Pero, naturalmente, no se atreve a expresar, o sea, a reflejar cómo repercute en el bolsillo de los españolitos el elevado precio que se ha pagado por colocar esa deuda; en modo alguno la señora Salgado se atrevería a contarnos y, sobre todo, a justificar políticamente que al Gobierno de España le cuesta financiarse a un año lo que Alemania hace para diez años. No hay, pues, razones para el optimismo. Cien argumentos, por el contrario, podrían enumerarse para ser pesimistas ante la rentabilidad que pagamos por nuestra deuda. Quizá la prueba definitiva es que la relajación del mercado de la deuda no es un fenómeno aislado de España, sino que afecta a otros países, por ejemplo, Grecia y Portugal, a los que los mercados tienen bajo vigilancia.
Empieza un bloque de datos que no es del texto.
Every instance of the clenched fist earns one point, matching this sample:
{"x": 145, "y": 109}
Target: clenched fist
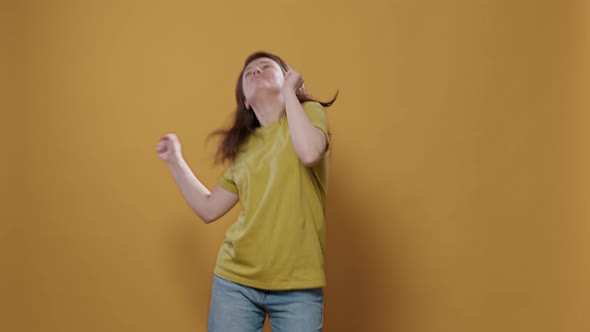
{"x": 168, "y": 148}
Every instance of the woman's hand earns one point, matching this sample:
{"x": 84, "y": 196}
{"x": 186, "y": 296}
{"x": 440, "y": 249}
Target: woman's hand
{"x": 168, "y": 148}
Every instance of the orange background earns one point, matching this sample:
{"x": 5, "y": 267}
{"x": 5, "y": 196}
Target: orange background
{"x": 459, "y": 178}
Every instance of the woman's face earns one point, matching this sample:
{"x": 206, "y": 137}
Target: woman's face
{"x": 262, "y": 74}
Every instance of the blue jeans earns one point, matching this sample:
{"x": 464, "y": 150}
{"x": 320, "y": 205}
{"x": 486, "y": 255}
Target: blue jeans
{"x": 238, "y": 308}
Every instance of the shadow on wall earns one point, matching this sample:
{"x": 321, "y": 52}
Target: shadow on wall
{"x": 362, "y": 280}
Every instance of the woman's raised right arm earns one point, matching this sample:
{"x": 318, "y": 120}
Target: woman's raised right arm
{"x": 208, "y": 206}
Las tensiones en el mercado de la deuda, frente a lo que simulan Zapatero y su ministra, están lejos de haber terminado. Vivimos un período de gran incertidumbre. Los datos económicos cambian por momento. Hace mal, pues, la señora Salgado exhibiendo músculo político. En otras palabras, si los peores datos económicos se confirman y la economía norteamericana cae de nuevo en recesión, entonces no pasará demasiado tiempo sin que el Banco Central Europeo se vea obligado a aplicar medidas similares a las de la Reserva Federal; es decir, nuevas medidas de política monetaria no convencional, tales como la compra de deuda pública. Y, por lo tanto, otra vez a empezar. El gozo de la señora Salgado quedaría ahogado en el pozo de la deuda, y, poco más tarde, se las tendría que ver con la inflación, pues en cuanto las expectativas mejoren y el dinero comience a circular, los precios subirán.
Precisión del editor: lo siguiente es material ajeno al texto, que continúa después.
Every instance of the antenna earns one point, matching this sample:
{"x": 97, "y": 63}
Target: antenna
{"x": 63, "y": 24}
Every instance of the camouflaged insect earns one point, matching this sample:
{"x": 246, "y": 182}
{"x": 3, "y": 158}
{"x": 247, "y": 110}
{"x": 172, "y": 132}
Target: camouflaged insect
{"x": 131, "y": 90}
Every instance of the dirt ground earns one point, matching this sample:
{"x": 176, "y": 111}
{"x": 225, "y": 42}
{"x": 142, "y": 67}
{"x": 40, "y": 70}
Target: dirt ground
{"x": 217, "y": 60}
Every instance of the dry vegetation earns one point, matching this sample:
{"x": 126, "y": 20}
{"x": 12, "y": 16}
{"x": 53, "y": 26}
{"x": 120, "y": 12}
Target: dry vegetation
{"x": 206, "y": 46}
A medio plazo, pues, es previsible un escenario inflacionista, que unido a las ingentes cantidades de deuda soberana que la mayoría de los países tienen que colocar, no puede tener otra consecuencia que el aumento de los tipos de interés, lo que hará que el coste de financiar nuestra deuda aumente. He ahí la principal razón para que la señora Salgado, en vez de mostrar tanto contento por colocar deuda, fuera un poco más prudente y tratase de contestar dos interrogantes. ¿Qué estrategia tiene nuestro Gobierno para recuperar los dos millones de puestos de trabajo que se han perdido desde el inicio de la crisis? ¿Qué lecciones se pueden aprender del mercado laboral alemán que en plena crisis reduce el desempleo?